Coca-Cola to Penalize Outside Law Firms for Not Being Diverse Enough
Coca-Cola has rolled out new diversity guidelines for outside legal counsel, including requiring law firms to provide 30 percent of billed time from “diverse attorneys,” of which at least half must be African American.
Bradley Gayton, general counsel for Coca-Cola, introduced the guidelines with a “heavy heart,” telling law firms in a Jan. 28 letter that diversity measures taken by the company—like scorecards, summits, committees, and action plans—are not working and “we have a crisis on our hands.”
“We need to commit ourselves to specific actions that will accelerate the diversity of the legal profession,” Gayton wrote.
The American Bar Association (ABA) reported last year (pdf) that, while the percentage of men and women of color in the legal profession in the United States has grown by around three percentage points to 14.1 percent over the past decade, “white men and women are still overrepresented in the legal profession compared with their presence in the overall U.S. population.”
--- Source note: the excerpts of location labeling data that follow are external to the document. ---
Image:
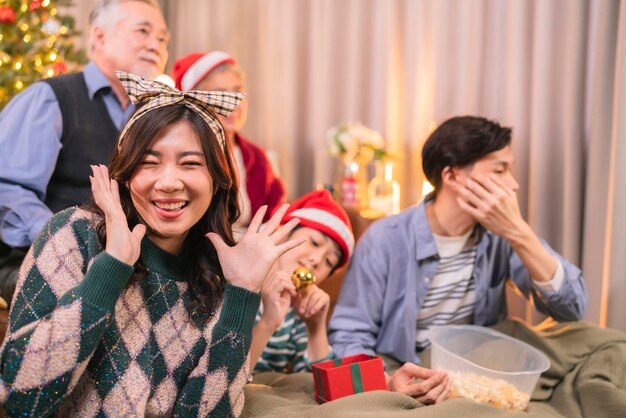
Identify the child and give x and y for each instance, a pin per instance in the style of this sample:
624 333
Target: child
290 330
126 308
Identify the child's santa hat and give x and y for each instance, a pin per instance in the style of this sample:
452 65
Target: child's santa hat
190 70
318 210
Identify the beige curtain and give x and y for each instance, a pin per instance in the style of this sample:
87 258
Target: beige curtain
553 70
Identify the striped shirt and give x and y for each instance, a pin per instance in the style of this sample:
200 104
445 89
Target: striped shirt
451 297
286 350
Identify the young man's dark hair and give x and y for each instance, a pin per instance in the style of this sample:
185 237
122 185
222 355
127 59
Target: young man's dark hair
459 142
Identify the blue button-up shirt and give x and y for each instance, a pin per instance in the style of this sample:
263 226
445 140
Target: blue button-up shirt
391 272
31 127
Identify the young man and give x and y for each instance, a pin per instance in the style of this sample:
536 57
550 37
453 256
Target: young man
55 129
290 331
446 261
For example, the ABA noted in the report that African Americans make up about 13 percent of the U.S. population, while around five percent of attorneys in the United States are black.
Hans Bader, a civil rights lawyer, told the Daily Wire that targets in affirmative action programs should not be tied to the general population but to the qualified labor pool and described the Coca-Cola’s new guidelines as “illegal.”
In terms of billing commitments, Coca-Cola’s new guidelines also stipulate an “ultimate aspiration” of tightening the quota further to 50 percent from the broader category of diverse attorneys, with half of those having to be black.
Acknowledging that the plan is “far from perfect,” Gayton wrote that that Coca-Cola believes “it offers greater promise than continuing down the current path hoping to reach a different destination.”
To incentivize law firms to meet Coca-Cola’s new diversity goals, they will be required to provide a plan for reaching the objectives and if two quarterly reviews show that they have failed to meet them, they’ll see their fees cut by 30 percent. Further failure to observe the guidelines may result in the firm being denied consideration for Coca-Cola legal work.
Coca-Cola will also establish a panel of preferred firms, with the guidelines noting that meeting the new diversity commitments “will be a significant factor in determining your firm’s inclusion and ongoing status on the panel.”
In a recent interview with Attorney at Law Magazine, Gayton said he hopes other companies will follow Coca-Cola’s lead and impose similar diversity measures.